Kadın, Hafıza ve Mekânın İzinde: Emine Yıldırım ile “Gündüz Apollon Gece Athena” Filmi Üzerine Söyleşi

Yazan: Gamze Çakan

“Gündüz Apollon Gece Athena”, Emine Yıldırım’ın yazıp yönettiği ve ilk uzun metraj filmi olan bir yapım. Film, yetimhanede büyüyen ve hayaletlerle iletişim kurabilen Defne’nin, annesinin hayaletini bulma umuduyla çıktığı fantastik bir yolculuğu anlatıyor. Defne’ye bu yolculukta radikal solcu Hüseyin, pavyon şarkıcısı Nazife ve Antik Dönem’den bir rahibe eşlik ediyor. Filmin başrollerinde Ezgi Çelik, Barış Gönenen ve Selen Uçer yer alıyor. Görüntü yönetmenliğini Barış Aygen, kurgusunu ise Selda Taşkın üstlenmiş. Müziklerini Barış Diri bestelemiş.

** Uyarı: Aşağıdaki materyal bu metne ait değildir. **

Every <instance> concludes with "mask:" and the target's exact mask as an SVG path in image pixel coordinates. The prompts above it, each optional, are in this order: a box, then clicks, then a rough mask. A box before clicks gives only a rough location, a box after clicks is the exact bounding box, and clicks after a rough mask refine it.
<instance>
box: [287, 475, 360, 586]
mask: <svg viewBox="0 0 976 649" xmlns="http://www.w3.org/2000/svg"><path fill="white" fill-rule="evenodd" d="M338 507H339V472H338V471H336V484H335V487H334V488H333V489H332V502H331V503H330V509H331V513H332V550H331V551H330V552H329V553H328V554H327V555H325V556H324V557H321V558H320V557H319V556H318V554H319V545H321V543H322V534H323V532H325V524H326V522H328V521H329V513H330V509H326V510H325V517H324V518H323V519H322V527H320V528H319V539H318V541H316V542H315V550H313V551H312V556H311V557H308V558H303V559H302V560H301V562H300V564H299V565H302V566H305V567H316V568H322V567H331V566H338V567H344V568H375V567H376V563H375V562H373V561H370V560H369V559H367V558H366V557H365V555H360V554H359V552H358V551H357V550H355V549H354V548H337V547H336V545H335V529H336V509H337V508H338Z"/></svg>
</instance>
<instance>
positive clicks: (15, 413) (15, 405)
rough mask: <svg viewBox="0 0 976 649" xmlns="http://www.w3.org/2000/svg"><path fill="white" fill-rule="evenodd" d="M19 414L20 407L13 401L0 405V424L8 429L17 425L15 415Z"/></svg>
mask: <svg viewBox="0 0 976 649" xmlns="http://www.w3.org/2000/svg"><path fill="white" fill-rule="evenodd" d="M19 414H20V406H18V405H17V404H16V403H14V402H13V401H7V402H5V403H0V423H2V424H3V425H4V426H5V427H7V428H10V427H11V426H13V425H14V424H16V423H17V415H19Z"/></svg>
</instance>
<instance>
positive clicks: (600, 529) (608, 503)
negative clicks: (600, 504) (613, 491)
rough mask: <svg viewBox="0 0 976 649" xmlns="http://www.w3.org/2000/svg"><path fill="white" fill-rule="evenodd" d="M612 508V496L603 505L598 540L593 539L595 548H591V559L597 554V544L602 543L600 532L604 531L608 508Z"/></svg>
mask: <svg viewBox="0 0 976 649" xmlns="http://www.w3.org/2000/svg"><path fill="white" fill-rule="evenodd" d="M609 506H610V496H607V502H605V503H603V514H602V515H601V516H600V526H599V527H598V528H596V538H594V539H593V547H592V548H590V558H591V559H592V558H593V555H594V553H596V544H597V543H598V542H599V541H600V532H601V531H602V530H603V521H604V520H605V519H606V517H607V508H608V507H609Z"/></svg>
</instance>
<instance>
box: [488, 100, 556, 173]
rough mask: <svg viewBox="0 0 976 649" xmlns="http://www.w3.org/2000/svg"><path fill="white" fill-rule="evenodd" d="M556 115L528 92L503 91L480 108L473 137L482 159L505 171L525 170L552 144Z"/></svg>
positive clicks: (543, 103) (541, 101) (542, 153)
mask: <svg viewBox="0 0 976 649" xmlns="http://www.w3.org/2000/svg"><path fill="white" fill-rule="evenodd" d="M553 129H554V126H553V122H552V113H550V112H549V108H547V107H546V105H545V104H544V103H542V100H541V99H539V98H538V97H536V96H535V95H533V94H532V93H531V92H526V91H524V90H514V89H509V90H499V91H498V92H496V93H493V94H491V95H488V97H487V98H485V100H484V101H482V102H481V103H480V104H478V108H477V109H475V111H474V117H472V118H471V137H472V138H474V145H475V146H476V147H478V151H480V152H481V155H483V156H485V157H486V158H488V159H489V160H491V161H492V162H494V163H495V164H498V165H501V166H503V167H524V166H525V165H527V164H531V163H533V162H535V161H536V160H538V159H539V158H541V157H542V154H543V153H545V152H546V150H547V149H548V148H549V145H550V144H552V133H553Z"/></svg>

Film, 32. Uluslararası Adana Altın Koza Film Festivali’nde gösterildi ve festival süresince yönetmen Emine Yıldırım ile samimi ve keyifli bir söyleşi gerçekleştirdik.

Filmin fikri nasıl ortaya çıktı? ‘Gündüz Apollon Gece Athena’nın ilham kaynağı neydi?

Ben zaten Türk sinemasını çok seven bir insanım. Biraz farklı bir şey yapmak istiyordum. O sıralarda tek başıma Side Antik Kenti’ne gitmiştim, beş sene önce, kışın. Mekâna hayran kaldım açıkçası. Çünkü Side çok farklı bir yer. Mesela Efes Antik Kenti gibi değil; hâlâ insanlar yaşıyor yapıtların yanında. Dolayısıyla tarihin hem şimdiki hâli hem de geçmiş hâli bir arada. Çok etkileyiciydi. O zamanlar da çok sessiz, adeta bir hayalet şehir gibiydi. Kış ışığı da çok güzeldi.

Bir yandan o mekân beni çok etkiledi, bir yandan da uzun süredir oyuncu arkadaşım Ezgi Çelik’le yeniden bir iş yapmak istiyordum. Farklı bir kadın hikâyesi anlatmak istedim. Biraz her şey bir araya geldi. Ana his olarak şunu söyleyebilirim: Side’de insan kendini çok küçük hissediyor — ama iyi anlamda. Çünkü fark ediyorsunuz ki siz tarihin küçücük bir parçasısınız ve insanlar binlerce yıldır aynı döngülerde, aynı mücadelelerin içinde yaşıyor. Bu bütünün bir parçası olduğunu hissetmek çok ulvi, çok huzur verici bir duygu. Senaryoyu ve projeyi oluştururken de biraz buradan hareket ettik.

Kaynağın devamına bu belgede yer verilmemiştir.